Ailenin şikayetinin ardından Şoför M.G. ile arkadaşı S.B. hakkında
dava açılırken, ilk duruşma 21 Aralık 2016 tarihinde görüldü. İki
şüpheli ilk duruşmaya gelmezken, ailenin avukatı Sema Tokgöz, lise
öğrencisi N.B.Y.’nin yaşadığı olayın tipik bir Özgecan vakasının
bir benzeri olduğunu söyledi. "Ama çok şükür Özgecan’ın sonu gibi
olmadı. Çocuğumuz zarar görmeden kurtulmuş oldu bu olaydan" diyen
Tokgöz, şu bilgileri verdi: "Kızımız, yaşadığı olayın ardından
akıllı bir şekilde davranarak minibüsün plakasının fotoğrafını
alıyor ve karakola başvurup şikayetçi oluyor. Savcının önünde de
krokiyle birlikte anlattık biz olayı. Özellikle Tıp Fakültesi
kapanınca o bölge ıssız bir yer haline geldi. Kızımızın bindiği
saati düşünürsek hem akşam vakti hem de ıssız.
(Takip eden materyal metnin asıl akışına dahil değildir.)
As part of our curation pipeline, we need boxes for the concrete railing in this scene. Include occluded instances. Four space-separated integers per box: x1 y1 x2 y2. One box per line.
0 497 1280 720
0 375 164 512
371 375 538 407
O nedenle zaten
korkutucu geldi bize. Savcının iddianamesiyle birlikte ‘kişiyi
hürriyetinden yoksun kılma’ suçundan iki kişi de şu an
yargılanmakta. İlk duruşmaya gelmediler. Şu an beyanları elimizde
yok ancak, 26 Aralık Pazartesi günü beyanları alınarak karar
verilecek. Biz de o duruşmayı bekliyoruz sabırsızlıkla."
Özgecan cinayetinin ardından tüm minibüslerde kamera sistemi
kurulmasının zorunlu hale getirildiğini de anımsatan Av. Tokgöz,
"Ancak, bu olayda minibüste kamera kaydı yok. Biz bu davada karar
olarak, bu tür olayların en ağır şekilde cezalandırılmasını
bekliyoruz. Sonuçta toplu taşıma araçlarını hepimiz kullanıyoruz.
Bu araçlarda güvenle gideceğimiz yere gitmemiz gerekiyor. Canımızı
emanet ediyoruz ama canımıza göz dikiyorlar maalesef" dedi.